“Заберет с собой или здесь убьет?” – немым, но грозным взглядом, как казалось мальчику, спрашивал он у немца. Приготовившись к самому худшему исходу событий, Коля подошел к иностранному мужчине и снизу вверх посмотрел на него.
– Мне нужна еда. Поле. Еда. У тебя есть еда. Принеси еду, – пытался объяснить летчик мальчику, применяя для этого весь свой маленький запас русских слов, включая в них резкие для слуха немецкие звуки.
Коля всё понял. Немцу нужны арбузы, тот есть хочет. Но ведь эта еда для них, русских. Помогать немцу – плохо, они ведь наших бьют. Мать с отцом о страшных вещах порой молчат, иногда перешептываются, думают, что дети не слышат. А они всё слышат. И про налеты на станцию знают и про то, как бомбят, и про то, как не щадят никого, даже скот. Поджигают степь, и тогда скот горит вместе со степью, задыхается в огне. Коля хмурился, не хотел выполнять то, о чем просил немец. Да и кто ему из наших спасибо скажет, заругают, что подросшие дыни с арбузами отдал.
– Jetzt ist nicht der richtige Zeitpunkt, um bockig zu sein, Junge! (Сейчас не время для упрямства, мальчик!) – зазвучал над Колиным ухом страшный рокот немецких слов.
Коля не понял ни слова. Только встрепенулся, вперил большие испуганные глаза в летчика и махнул головой, соглашаясь со всем, что тот сказал. Лучше уж выполнить. Вдруг еще расстреляет не только Колю, но и притихших малышей.
Благо делянки были рядом, далеко таскать не пришлось. Большие сочные арбузы, маленькие дыньки со вкусом солнца и тыквы притащил Коля. Немец все подношения благополучно засунул в кабину. И чего-то там копался.
Коля ждал расправы. Арбузы забрал, а убивать будет? Для этого же он прилетел? Вон и в кабину зачем-то потянулся. Пистолет достает?
Но неожиданно для Коли немец вытащил не пистолет, а прямоугольник.
– Шоколаде, – произнес немец понятное для русского слово.
Мальчик взял шоколад, завернутый в бело-красную упаковку и не поверил своему счастью. Настоящий!
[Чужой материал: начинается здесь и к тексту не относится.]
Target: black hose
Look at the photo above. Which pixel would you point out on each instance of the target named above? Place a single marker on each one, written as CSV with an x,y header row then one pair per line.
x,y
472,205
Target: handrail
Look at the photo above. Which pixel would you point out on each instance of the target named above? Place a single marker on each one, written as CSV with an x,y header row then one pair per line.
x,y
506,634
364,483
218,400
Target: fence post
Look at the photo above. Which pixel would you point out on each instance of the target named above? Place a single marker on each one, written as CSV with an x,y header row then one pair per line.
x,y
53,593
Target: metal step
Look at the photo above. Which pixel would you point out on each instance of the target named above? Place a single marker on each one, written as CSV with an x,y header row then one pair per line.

Немецкий шоколад!
– Спасибо, – пролепетал Коля.
– Jetzt geh, Junge! (А теперь уходи, мальчик!), – вдруг замах летчик руками, показывая, что нужно отойти от самолета. Коля кивнул и побежал обратно к делянкам, крепко сжимая в руках плитку шоколада.
Летчик быстро запрыгнул в кабину, развернул самолет и улетел в обратном направлении.
Коля смотрел в степь, опять глотал поднявшуюся от колес самолета пыль. Он был перепуган до смерти и в то же время не помнил себя от счастья – и выжил, и шоколад достался.
Когда пыль улеглась и самолет улетел достаточно далеко, к Коле выбежали маленькие дети, а в степи со стороны станции уже ехала “Полуторка” – зеленый грузовичок с брезентовой накладкой вместо крыши. Кто-то из подростков всё же успел добежать до станции и сообщить взрослым о машине с крестами, а может, и сами взрослые увидели, что над землянками кружит враг. Коле было крайне всё равно. Он взахлеб рассказывал историю окружившим его ребятам. Те кинулись с расспросами: “А что сказал немец? Как сказал? А какой он?”
Из остановившейся “Полуторки” выбежала тетя Валя, она работала семафорщиком на путях. Растолкала детей, осмотрела Колю, обняла, села возле него на колени и стала задавать вопросы. С перепугу накричала на детей, чтобы те не перебивали, а дали Коле слово.
– Только арбузы пришлось отдать, и дыни, и тыквы, – гнусавил Коля, понимая, что сделал плохо, ведь еда сейчас на вес золота, каждый кусочек, каждая крошка на счету.
– Та и Бог с ними, – махнула тетя Валя.
На шоколад смотрели, как на добытый трофей, как на золотое руно, а на Колю, как на местного героя.
Так Коля первый раз в своей жизни попробовал шоколад. И глубоко уверовал в то, что степь не всегда безлика и одинока. Иногда она содрогается от падающих на нее бомб, иногда молчит сурово. Летом она душит знойным жаром, зимой колет холодным стеклянным ветром. А по весне расцветает огнем красных тюльпанов, пахнет горькой полынью, волнуется серебристым ковылем, что по преданиям символизирует людскую скорбь и печаль. К концу лета выгорает до цвета желто-белого солнца, а если осень теплая с дождями, снова зеленеет ковром свежей травы.